The Opinion Chameleon

A person automatically adopts every opinion, hobby, and preference of whoever they are dating, losing themselves completely in each relationship.

Explanation

With your last partner you were super into hiking and craft beer. With this partner you are suddenly passionate about jazz and minimalism. Your friends have noticed that your personality does a complete factory reset with every new relationship. You laugh it off, but privately you are not sure you could fill out a 'favorites' list without checking who you are currently dating. This is fawning beyond individual moments -- it is identity-level merging. When your trauma response is to become whatever the other person needs, you do not just agree with their restaurant order. You absorb their entire worldview, aesthetic, and value system. It feels like connection and compatibility, but it is actually erasure. You are not falling in love with them -- you are disappearing into them. The relationships feel intense at first because there is zero friction, but they eventually collapse because there is no real second person in the room. Recovery means doing the uncomfortable work of figuring out who you are outside of a relationship. What music do you actually like? What are your real opinions about politics, religion, how to spend a Saturday? These questions can feel terrifyingly blank at first. That blankness is not a personality defect -- it is the scar tissue of years of fawning. Fill it slowly, on your own terms, and resist the urge to crowd-source your identity from your next partner.

Key Takeaway

If your personality changes with every relationship, you are not adaptable -- you are missing.

A Better Approach

A stick figure between relationships, sitting alone with a blank 'About Me' page, choosing to fill it themselves instead of waiting for a partner

The blank page is not a defect. It is an invitation to start fresh.

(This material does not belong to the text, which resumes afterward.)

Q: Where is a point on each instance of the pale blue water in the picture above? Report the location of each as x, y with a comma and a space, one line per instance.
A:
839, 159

The figure trying something alone -- a cooking class, a new album, a hike -- with no partner to mirror, just curiosity

Explore without an audience. What do you like when nobody is watching?

The figure in a new relationship, their partner saying 'I love sushi' and the figure responding honestly 'I actually prefer tacos' with a small grin

Disagreement is not rejection. It is proof there are two people in the room.

The figure with a filled-out About Me page, unique and specific, standing confidently next to a partner who has their own distinct page

Two real people. Two real personalities. That is what connection looks like.